In an opinion piece today in the Daily Telegraph editor Damian Thompson celeberates the 60 year reign of Queen Elizabeth by extolling her virtues as ”Supreme Governor of a national Church”.

But he goes on to lament the sorry decline of the Christian Church in Britian during her reign and to worry about the future of Christianity after Elizabeth’s departure from the throne.

this country’s overtly Christian royal ceremonies have held off the moment that the faith in Britain becomes as residual and meaningless as it has in parts of Europe.

The anxiety for Christians is that this effect depends on the personal convictions of Elizabeth II, who is not only more pious than her children but has also taken her religious duties more seriously than many of her predecessors. If the British monarchy of the future recasts itself as a mere guarantor of religious liberty – as Prince Charles seems to envisage – then the secularisation of public life will be complete.

Thompson’s praise for the Queen and her bold witness to her faith is delightful. Unfortunately, he is not content simply to praise his monarch. He feels compelled to go on and damn the leadership of the church of which her Majesty is ‘the Supreme Governor.”

Thompson observes that,

Since the Queen ascended to the throne, churchgoing in Britain has more than halved; the Churches as institutions have suffered far greater damage than the monarchy. 

Then he offers his explanation for the sorry state of religious life in Britain.

Is Queen Elizabeth II the true Christian leader of our country? An odd question for a Catholic to ask, you might think, but consider the feebleness of senior bishops – Anglican and Catholic – during the 60 years of her reign. She has been served by great prime ministers, but no great Archbishop of Canterbury.

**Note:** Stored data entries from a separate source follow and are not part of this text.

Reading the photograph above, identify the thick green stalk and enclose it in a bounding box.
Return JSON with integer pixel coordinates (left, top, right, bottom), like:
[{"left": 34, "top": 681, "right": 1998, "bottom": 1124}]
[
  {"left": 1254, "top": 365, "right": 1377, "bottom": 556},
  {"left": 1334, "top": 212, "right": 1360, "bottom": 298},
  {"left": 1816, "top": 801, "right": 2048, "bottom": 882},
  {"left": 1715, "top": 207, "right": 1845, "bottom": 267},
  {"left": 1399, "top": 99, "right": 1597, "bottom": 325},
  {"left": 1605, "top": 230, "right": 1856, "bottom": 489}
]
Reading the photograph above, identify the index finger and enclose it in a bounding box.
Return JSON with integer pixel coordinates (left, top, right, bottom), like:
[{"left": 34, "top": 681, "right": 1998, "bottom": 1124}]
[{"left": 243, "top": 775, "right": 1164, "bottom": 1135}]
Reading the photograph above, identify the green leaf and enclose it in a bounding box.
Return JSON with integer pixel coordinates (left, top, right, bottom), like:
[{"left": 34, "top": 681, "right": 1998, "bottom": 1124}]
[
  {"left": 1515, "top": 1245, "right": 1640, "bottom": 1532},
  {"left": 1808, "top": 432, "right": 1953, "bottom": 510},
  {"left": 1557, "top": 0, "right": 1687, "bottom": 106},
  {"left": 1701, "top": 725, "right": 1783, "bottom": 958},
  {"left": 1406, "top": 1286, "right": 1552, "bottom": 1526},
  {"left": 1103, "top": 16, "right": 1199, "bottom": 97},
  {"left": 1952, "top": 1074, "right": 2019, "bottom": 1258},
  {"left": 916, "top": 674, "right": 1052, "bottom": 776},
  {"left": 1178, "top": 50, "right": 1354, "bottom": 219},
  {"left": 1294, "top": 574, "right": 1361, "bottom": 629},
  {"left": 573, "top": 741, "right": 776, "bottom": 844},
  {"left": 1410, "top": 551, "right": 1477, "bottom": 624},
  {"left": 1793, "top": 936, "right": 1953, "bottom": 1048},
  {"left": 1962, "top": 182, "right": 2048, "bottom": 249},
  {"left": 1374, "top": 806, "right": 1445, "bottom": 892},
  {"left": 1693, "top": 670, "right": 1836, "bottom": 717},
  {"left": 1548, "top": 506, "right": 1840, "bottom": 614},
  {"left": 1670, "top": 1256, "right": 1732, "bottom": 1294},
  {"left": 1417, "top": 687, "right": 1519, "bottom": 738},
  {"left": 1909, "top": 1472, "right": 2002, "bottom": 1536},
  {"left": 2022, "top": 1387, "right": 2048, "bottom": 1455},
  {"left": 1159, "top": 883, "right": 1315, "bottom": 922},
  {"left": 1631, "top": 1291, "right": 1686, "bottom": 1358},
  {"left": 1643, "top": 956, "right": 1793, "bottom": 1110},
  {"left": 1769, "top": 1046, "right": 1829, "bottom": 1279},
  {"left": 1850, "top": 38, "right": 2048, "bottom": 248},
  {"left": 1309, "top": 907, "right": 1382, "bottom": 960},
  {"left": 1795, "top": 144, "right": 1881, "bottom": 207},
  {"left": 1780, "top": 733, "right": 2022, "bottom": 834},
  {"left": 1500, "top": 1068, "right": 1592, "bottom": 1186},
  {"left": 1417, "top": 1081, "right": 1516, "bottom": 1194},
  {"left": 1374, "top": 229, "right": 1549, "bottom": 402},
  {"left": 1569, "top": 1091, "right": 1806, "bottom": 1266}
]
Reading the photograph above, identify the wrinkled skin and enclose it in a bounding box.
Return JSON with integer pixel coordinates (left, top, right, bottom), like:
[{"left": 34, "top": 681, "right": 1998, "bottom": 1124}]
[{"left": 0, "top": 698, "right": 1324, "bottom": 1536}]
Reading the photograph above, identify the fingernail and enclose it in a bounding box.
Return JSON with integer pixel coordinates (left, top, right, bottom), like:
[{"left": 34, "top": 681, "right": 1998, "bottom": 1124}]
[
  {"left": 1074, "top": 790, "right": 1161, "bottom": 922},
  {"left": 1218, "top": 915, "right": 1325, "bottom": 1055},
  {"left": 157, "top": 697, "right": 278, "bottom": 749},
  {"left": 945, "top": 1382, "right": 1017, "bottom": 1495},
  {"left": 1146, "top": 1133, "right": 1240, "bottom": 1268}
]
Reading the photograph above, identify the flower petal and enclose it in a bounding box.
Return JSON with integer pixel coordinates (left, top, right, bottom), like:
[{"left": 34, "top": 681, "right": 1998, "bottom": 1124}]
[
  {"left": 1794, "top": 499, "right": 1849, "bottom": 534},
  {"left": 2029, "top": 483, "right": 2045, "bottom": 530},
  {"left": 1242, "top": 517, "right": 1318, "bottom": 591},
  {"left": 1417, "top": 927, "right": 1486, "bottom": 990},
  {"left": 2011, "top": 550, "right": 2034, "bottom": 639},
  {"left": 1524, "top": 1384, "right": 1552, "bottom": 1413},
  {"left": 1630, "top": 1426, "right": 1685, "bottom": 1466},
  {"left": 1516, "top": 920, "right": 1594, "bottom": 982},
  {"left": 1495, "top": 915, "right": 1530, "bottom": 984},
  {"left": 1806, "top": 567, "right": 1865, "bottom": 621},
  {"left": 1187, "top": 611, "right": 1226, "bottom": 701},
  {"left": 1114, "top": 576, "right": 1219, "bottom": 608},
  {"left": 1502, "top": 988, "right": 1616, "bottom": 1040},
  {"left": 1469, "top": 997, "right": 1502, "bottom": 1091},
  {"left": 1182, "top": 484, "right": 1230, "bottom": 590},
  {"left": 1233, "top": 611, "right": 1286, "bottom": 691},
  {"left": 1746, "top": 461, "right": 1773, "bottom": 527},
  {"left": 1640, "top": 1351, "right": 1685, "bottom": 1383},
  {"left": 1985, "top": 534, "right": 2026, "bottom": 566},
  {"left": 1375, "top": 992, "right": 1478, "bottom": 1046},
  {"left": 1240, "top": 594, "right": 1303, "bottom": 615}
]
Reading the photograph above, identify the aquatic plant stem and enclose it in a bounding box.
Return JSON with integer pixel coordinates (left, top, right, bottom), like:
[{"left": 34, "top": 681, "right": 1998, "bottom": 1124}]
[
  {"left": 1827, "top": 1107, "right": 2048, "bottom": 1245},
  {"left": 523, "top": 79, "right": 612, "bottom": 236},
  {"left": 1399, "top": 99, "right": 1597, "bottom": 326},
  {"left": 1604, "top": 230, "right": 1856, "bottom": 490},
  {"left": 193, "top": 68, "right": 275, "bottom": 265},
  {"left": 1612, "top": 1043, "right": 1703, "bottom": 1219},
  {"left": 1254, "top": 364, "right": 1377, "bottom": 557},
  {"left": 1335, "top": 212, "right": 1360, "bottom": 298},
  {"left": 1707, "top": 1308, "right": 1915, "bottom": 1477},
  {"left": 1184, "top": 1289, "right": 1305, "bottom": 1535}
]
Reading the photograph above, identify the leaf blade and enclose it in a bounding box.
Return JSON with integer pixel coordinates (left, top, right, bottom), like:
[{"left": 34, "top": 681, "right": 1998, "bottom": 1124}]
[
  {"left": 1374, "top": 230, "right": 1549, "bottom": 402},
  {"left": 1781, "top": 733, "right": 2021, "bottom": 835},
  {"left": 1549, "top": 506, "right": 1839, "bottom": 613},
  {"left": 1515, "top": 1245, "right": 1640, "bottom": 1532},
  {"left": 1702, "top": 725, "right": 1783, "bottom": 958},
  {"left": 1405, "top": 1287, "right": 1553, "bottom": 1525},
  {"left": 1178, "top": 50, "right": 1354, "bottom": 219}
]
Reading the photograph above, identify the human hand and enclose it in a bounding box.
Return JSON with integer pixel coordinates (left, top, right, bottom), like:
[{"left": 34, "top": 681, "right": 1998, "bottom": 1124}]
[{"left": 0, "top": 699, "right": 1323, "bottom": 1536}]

 Damian Thomposon proposes that the decline in religious adherence in England is attributable to the poverty of leadership among the Bishops of the church.

It is a delightful job to sit on the sidelines and be paid to throw stones at people in positions of leadership.

I am not a Bishop in the church. But I know that, in my own little microcosm of church-land, there are people who would accuse me of having exercised “feeble” leadership over the past 30 years and therefore sharing responsibility for the decline of Christian observance in Canada. And they may be right.  Perhaps I and the leaders of my generation in the church are the guilty culprits. But, it seems to me unlikely that we can bear sole responsibility for the lack of commitment to an institutional expression of faith in the western world today.

Perhaps we are responsbile for the fact that Sunday morning sports, shopping, charity runs, and garage sales have preempted church. But, it seems more likely that there have been economic forces at work in our society over the past 50 years that have profoundly opposed active participation in institutions of faith.

It just may be that these same economic forces that keep Mr. Thompson’s newspaper afloat bear a far greater responsibility for the decline of faith in his country, than the “feeble” leadership against which he rails. Mr. Thompson might want to consider if some of the fingers he is using to point at others may not be pointing back at the role of commercial media in shaping the culture of our day.